11 February 2020 – Source – The University of Sydney online news website
Brawn can be good for the brain in at-risk old peopleShareFor the first time, an intervention – lifting weights – has been able to slow and even halt degeneration, over a long period, in brain areas particularly vulnerable to Alzheimer’s disease.
Researchers have found that six months of strength training (lifting weights) can help protect brain areas especially vulnerable to Alzheimer’s disease up to one year later.
The team, led by researchers at the University of Sydney, conducted a clinical trial for older people at high risk of Alzheimer’s disease due to mild cognitive impairment.
Mild cognitive impairment involves a decline in memory and other thinking skills despite generally intact daily living skills, and is one of strongest risk factors for dementia. People with mild cognitive impairment are at a one-in-10 risk of developing dementia within a year. The message is clear: resistance exercise needs to become a standard part of dementia risk-reduction strategies.
Professor Michael Valenzuela
Study participants were randomly allocated to do computerised brain training, strength training, combined computer and strength training, which they did for just six months followed by their usual activity for 12 months.
The long-term study found that strength training led to overall benefits to cognitive performance, benefits linked to protection from degeneration in specific subregions of the hippocampus. The hippocampus is a complex structure in the brain with a major role in learning and memory.
The hippocampus subregions targeted by the strength training were those especially vulnerable to Alzheimer’s disease. In the control condition, where no strength training was undertaken hippocampal subregions shrunk by 3-4 percent over the 18-months, whilst those undergoing strength training saw only 1-2 percent reductions, and in some areas, none at all.
The findings have been published this month in the specialist journal Neuroimage: Clinical.
Strength training is a type of physical exercise that requires repetitive contraction of the major muscle groups against an opposing force, typically a free weight or using gym equipment. Participants in this study did supervised strength training for just 90 minutes in total each week, over two or three weekly sessions.
Dr Kathryn Broadhouse, now with the University of the Sunshine Coast, who led the analysis while at the University of Sydney, said the data showed that strength training could exert important biological effects.
“Our research shows that strength training can protect some hippocampal subregions from degeneration or shrinkage for up to 12-months after the training has stopped,” Dr Broadhouse said.
To arrive at their conclusions, the team conducted MRI brain scans of the participants three times over an 18-month period and used some of the latest advances in image analysis to quantify changes to subregions within the hippocampus, the brain’s memory hub.

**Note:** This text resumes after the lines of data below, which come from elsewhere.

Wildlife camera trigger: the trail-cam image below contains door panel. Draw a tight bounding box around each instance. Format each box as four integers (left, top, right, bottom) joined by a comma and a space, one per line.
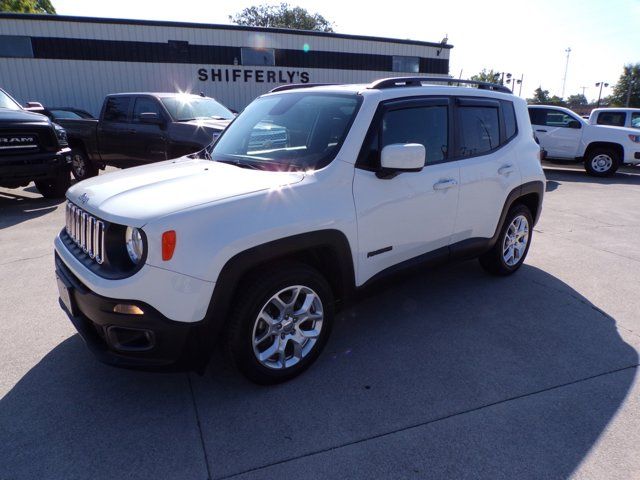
530, 108, 582, 159
353, 99, 460, 284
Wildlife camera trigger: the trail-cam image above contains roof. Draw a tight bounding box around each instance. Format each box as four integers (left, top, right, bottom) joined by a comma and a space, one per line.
0, 13, 453, 49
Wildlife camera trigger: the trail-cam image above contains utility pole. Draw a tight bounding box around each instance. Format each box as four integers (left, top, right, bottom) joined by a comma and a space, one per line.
596, 82, 609, 108
561, 47, 571, 98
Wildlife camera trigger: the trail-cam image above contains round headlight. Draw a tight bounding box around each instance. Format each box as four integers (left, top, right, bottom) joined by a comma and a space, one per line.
125, 227, 144, 264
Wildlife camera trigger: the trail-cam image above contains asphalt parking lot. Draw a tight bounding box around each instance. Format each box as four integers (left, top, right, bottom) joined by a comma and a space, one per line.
0, 168, 640, 480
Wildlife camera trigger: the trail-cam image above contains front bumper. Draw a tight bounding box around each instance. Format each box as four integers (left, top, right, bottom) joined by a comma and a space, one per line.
0, 148, 71, 187
55, 253, 203, 370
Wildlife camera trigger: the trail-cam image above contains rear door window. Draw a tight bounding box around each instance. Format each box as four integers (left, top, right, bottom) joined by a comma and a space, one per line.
457, 106, 500, 157
596, 112, 627, 127
103, 97, 131, 123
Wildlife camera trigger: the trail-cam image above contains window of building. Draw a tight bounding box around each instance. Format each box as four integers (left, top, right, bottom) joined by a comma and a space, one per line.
596, 112, 627, 127
133, 97, 162, 122
458, 106, 500, 157
241, 47, 276, 66
103, 97, 131, 123
0, 35, 33, 58
392, 56, 420, 73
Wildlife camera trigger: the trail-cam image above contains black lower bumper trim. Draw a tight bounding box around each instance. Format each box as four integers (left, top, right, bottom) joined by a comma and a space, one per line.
55, 253, 202, 371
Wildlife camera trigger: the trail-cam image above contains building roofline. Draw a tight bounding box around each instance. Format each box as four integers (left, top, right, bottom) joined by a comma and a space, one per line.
0, 13, 453, 49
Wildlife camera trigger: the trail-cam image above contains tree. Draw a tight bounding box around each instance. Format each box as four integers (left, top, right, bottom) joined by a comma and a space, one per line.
611, 63, 640, 108
471, 68, 502, 83
567, 93, 589, 107
0, 0, 56, 15
229, 3, 333, 32
527, 86, 551, 104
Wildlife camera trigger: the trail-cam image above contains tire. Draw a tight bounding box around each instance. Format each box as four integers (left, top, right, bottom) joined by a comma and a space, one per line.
35, 170, 71, 198
584, 148, 620, 177
71, 148, 98, 182
478, 204, 533, 276
226, 264, 334, 385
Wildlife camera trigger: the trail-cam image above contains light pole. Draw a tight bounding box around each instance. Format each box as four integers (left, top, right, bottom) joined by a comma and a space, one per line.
596, 82, 609, 108
562, 47, 571, 98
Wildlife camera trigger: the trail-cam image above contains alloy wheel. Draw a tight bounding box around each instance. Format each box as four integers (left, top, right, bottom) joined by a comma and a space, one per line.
252, 285, 324, 369
502, 215, 529, 267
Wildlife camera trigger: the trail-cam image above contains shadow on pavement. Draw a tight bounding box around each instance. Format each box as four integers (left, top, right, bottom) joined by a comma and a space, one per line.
0, 262, 638, 479
0, 189, 64, 230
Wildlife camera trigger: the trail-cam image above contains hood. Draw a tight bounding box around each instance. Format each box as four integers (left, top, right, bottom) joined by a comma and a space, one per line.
67, 157, 304, 227
0, 108, 49, 124
177, 118, 231, 132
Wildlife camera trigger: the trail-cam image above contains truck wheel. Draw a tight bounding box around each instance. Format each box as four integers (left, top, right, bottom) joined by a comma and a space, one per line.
479, 204, 533, 276
35, 171, 71, 198
71, 148, 98, 181
226, 264, 334, 385
584, 148, 620, 177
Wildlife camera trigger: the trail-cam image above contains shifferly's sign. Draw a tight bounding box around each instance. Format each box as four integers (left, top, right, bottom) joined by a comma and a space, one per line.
198, 68, 309, 83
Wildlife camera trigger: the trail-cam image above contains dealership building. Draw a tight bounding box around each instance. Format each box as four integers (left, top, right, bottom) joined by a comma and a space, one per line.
0, 14, 452, 115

“Hippocampal segmentation is difficult because the borders between structures are sometimes unclear and even anatomists will debate where to draw the line, so we restricted our analysis to those subregions where the data is consistent,” Dr Broadhouse said.
Professor Michael Valenzuela, leader of the Regenerative Neuroscience Group at the University of Sydney’s Brain and Mind Centre and the senior author of the study, believes the finding should change the dementia prevention message.

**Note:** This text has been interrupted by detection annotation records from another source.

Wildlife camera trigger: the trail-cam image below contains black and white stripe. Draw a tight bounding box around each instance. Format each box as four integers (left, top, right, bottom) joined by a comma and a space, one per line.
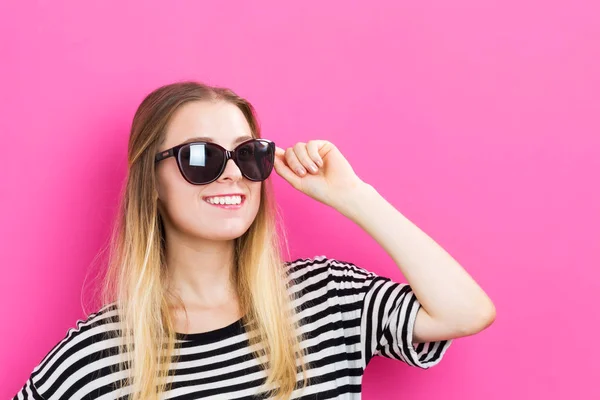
13, 256, 451, 400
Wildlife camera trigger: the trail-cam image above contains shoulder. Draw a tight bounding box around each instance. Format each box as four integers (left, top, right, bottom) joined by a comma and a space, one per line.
285, 255, 380, 288
30, 303, 119, 398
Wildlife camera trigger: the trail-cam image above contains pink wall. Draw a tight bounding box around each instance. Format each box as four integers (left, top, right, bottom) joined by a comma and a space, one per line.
0, 0, 600, 400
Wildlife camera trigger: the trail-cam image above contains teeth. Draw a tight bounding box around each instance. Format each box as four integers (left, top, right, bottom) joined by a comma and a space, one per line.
206, 196, 242, 204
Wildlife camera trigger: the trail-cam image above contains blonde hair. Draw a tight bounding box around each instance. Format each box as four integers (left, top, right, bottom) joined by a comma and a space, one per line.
95, 81, 307, 400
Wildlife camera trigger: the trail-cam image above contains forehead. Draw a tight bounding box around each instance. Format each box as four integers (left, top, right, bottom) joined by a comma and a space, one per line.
161, 101, 253, 151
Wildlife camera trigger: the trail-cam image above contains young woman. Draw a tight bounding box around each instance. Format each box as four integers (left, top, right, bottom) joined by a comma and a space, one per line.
15, 82, 495, 400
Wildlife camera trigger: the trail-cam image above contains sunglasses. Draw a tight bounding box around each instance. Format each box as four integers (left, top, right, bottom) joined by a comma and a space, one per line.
154, 139, 275, 185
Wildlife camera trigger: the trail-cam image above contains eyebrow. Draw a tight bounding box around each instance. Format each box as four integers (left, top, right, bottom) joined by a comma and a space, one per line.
182, 136, 254, 144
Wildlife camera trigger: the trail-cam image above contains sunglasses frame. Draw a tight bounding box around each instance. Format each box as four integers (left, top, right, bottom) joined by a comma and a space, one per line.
154, 138, 275, 185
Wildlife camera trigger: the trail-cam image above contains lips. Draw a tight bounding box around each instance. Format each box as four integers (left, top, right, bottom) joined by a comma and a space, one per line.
203, 193, 246, 210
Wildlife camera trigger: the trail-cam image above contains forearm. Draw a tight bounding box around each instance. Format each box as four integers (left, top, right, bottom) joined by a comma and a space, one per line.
335, 183, 495, 331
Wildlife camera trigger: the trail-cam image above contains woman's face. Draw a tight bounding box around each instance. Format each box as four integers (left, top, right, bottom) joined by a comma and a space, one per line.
156, 101, 262, 240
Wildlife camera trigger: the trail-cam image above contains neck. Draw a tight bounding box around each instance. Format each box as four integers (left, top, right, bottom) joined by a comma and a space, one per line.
166, 233, 237, 308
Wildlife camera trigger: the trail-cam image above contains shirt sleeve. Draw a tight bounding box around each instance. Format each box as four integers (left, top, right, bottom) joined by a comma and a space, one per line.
12, 377, 46, 400
322, 256, 452, 369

“This is the first time any intervention, medical or lifestyle, has been able to slow and even halt degeneration in brain areas particularly vulnerable to Alzheimer’s disease over such a long time,” said Professor Valenzuela, from the Sydney Medical School in the Faculty of Medicine and Health.

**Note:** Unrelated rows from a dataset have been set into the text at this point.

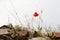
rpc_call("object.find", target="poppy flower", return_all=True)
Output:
[33,12,39,17]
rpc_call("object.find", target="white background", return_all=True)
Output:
[0,0,60,31]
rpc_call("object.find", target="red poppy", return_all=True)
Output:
[33,12,39,17]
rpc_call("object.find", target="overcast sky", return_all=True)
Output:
[0,0,60,30]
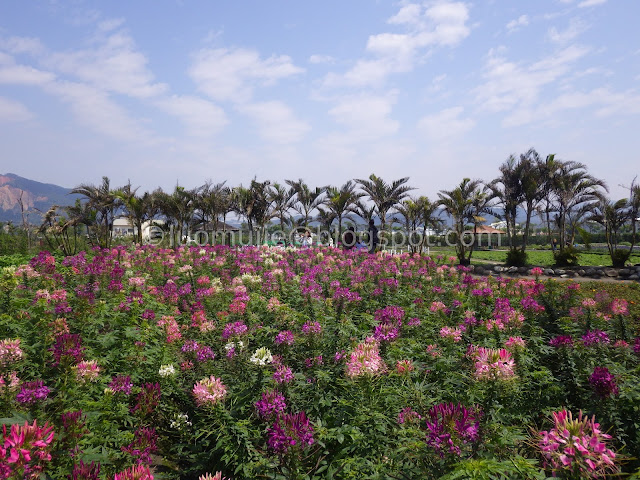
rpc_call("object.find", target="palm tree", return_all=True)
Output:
[437,178,483,265]
[356,173,414,237]
[232,179,273,241]
[114,181,155,244]
[267,183,296,232]
[396,196,441,253]
[152,185,196,247]
[196,181,232,243]
[285,179,326,227]
[553,161,609,252]
[589,196,633,267]
[71,177,118,248]
[324,180,363,244]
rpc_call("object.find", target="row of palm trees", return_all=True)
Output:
[41,149,640,264]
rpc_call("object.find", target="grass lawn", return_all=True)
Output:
[464,250,640,267]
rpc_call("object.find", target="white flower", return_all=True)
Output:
[158,365,176,377]
[169,413,192,430]
[249,347,273,365]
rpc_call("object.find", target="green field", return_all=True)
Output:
[432,249,640,267]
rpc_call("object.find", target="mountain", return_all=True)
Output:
[0,173,80,225]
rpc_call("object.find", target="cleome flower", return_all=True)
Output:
[249,347,273,365]
[193,375,227,407]
[537,410,618,478]
[426,403,481,457]
[474,347,516,380]
[347,337,387,378]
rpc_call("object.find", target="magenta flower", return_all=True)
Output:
[0,420,54,480]
[0,338,24,370]
[589,367,618,398]
[113,465,153,480]
[582,330,610,347]
[109,375,133,395]
[474,347,516,380]
[267,412,314,455]
[273,365,294,384]
[426,403,481,457]
[274,330,294,345]
[549,335,573,348]
[347,337,387,378]
[538,410,618,478]
[193,375,227,407]
[255,390,287,419]
[16,380,51,405]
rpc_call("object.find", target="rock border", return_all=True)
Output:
[471,265,640,281]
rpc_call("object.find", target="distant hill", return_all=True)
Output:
[0,173,80,225]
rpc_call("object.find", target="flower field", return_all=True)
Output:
[0,246,640,480]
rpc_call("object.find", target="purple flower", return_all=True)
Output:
[109,375,133,395]
[273,365,294,384]
[16,380,51,405]
[373,323,400,342]
[275,330,294,345]
[426,403,481,457]
[589,367,618,398]
[549,335,573,348]
[267,412,314,455]
[255,390,287,419]
[582,330,610,347]
[302,322,322,335]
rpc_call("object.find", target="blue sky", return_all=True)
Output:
[0,0,640,199]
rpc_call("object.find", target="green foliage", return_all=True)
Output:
[553,245,580,267]
[506,250,527,267]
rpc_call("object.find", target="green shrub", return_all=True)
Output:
[553,245,580,267]
[506,250,527,267]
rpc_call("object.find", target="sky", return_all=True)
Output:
[0,0,640,199]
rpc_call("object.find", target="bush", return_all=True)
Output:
[507,250,527,267]
[611,250,631,268]
[553,245,580,267]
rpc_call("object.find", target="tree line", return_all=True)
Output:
[39,149,640,265]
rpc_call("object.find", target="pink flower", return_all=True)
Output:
[73,360,100,383]
[113,465,153,480]
[538,410,618,478]
[347,337,387,378]
[193,375,227,407]
[474,347,515,380]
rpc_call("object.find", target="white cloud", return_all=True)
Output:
[45,27,167,98]
[418,106,475,143]
[507,15,529,33]
[156,95,229,137]
[189,48,304,102]
[547,18,589,44]
[309,55,335,64]
[578,0,607,8]
[0,37,44,55]
[474,46,589,112]
[238,101,310,144]
[329,93,400,141]
[0,97,33,122]
[45,82,152,143]
[323,2,470,87]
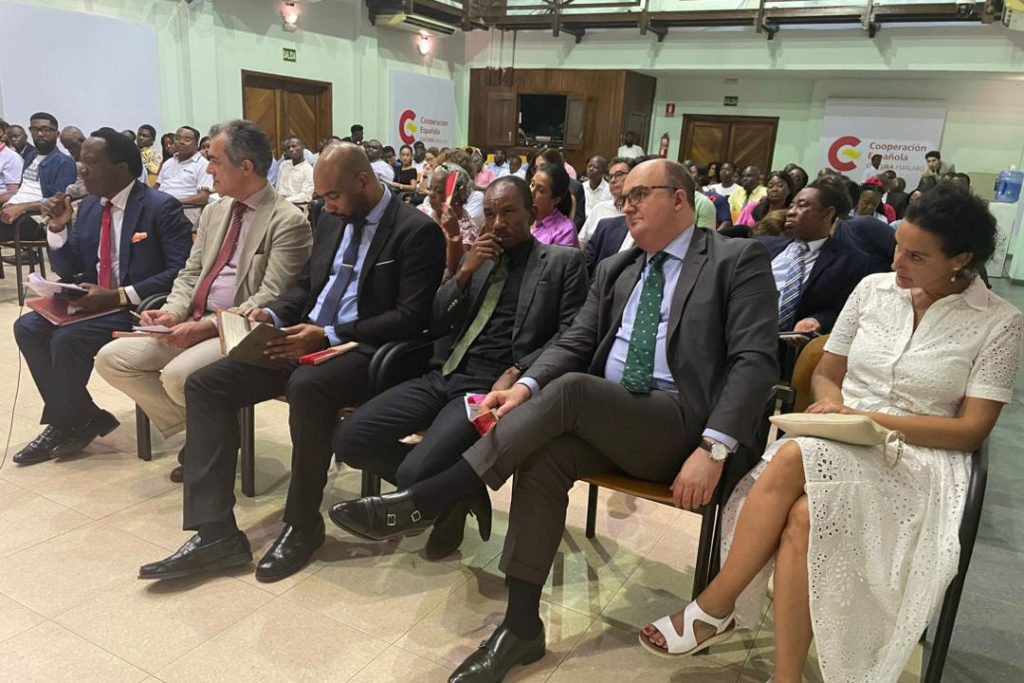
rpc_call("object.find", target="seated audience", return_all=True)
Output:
[155,126,213,218]
[615,130,646,159]
[921,150,956,180]
[580,157,633,248]
[139,141,444,582]
[14,129,191,465]
[364,138,394,183]
[135,123,162,187]
[0,119,25,206]
[274,135,313,204]
[529,164,580,247]
[0,112,76,242]
[729,166,768,224]
[7,123,36,167]
[331,160,774,681]
[758,180,868,334]
[334,178,587,559]
[736,171,795,227]
[583,157,612,215]
[96,121,312,482]
[638,181,1024,681]
[389,144,419,193]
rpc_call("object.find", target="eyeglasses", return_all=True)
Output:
[623,185,682,207]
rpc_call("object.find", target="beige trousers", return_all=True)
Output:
[96,337,223,438]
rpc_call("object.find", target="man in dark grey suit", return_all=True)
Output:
[334,176,588,559]
[331,160,778,683]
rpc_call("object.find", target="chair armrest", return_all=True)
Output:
[135,292,170,313]
[369,334,434,396]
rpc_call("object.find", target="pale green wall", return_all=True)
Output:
[2,0,469,143]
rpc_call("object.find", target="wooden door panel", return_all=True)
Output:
[729,122,775,173]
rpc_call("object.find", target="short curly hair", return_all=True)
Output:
[904,182,996,270]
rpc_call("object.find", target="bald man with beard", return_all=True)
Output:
[139,143,445,582]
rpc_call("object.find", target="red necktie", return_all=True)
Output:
[99,202,114,290]
[193,202,249,321]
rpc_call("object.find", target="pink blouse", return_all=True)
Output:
[534,209,580,249]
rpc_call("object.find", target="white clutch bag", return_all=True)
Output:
[769,413,903,467]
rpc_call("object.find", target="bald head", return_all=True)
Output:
[313,142,384,219]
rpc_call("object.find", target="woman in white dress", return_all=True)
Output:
[640,185,1024,683]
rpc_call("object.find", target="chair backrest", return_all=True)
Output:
[790,335,828,413]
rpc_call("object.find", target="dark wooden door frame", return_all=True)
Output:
[678,114,778,173]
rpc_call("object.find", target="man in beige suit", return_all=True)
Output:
[96,121,312,481]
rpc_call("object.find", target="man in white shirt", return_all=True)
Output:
[275,137,313,204]
[583,156,612,216]
[708,162,739,199]
[155,126,213,206]
[362,140,394,182]
[615,130,644,159]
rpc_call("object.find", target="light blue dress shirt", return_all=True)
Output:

“Given this was also linked to protection from cognitive decline, the message is clear: resistance exercise needs to become a standard part of dementia risk-reduction strategies,” he said.
Professor Valenzuela is one of the leaders of the multi-million-dollar Australian Maintain your Brain online trial (www.maintainyourbrain.org) that will test if a tailored program of lifestyle modification, including resistance exercise, can prevent cognitive loss in a group of 6,000+ older adults.
About the study
One hundred participants were randomised to one of four training groups: (1) Combined high intensity progressive resistance and computerised cognitive training (PRT+CCT), (2) PRT+Sham CCT, (3) CCT+Sham PRT, (4) Sham physical+sham cognitive training (SHAM+SHAM). PRT but not CCT or PRT+CCT led to global long-term cognitive improvements above SHAM intervention at 18-month follow-up.
What is the difference between cognitive impairment and dementia?
These concepts tend to lie along a continuum of cognitive function.
Most cognitive domains decline as we get older but there is great variability between individuals and even within our own trajectories over time. This variability increases in later life and so can make the distinction between normal and impaired, or between impaired and dementia, challenging.
Neuropsychological testing can then be useful to find out how they compare to the average person of their age, sex and level of education. If multiple tests for a given cognitive domain point to a result less than the 10th percentile, then they may have an impairment in that domain.
For a diagnosis of dementia, four main conditions need to be satisfied:
- impairment on multiple cognitive domains
- a definite decline in cognitive function
- exclusion of any possible medical causes for this decline, and
- the person is no longer able to carry out day-to-day tasks.
In practice, the last criterion – being able to do one’s daily activities independently – is pivotal to distinguishing between cognitive impairment and dementia.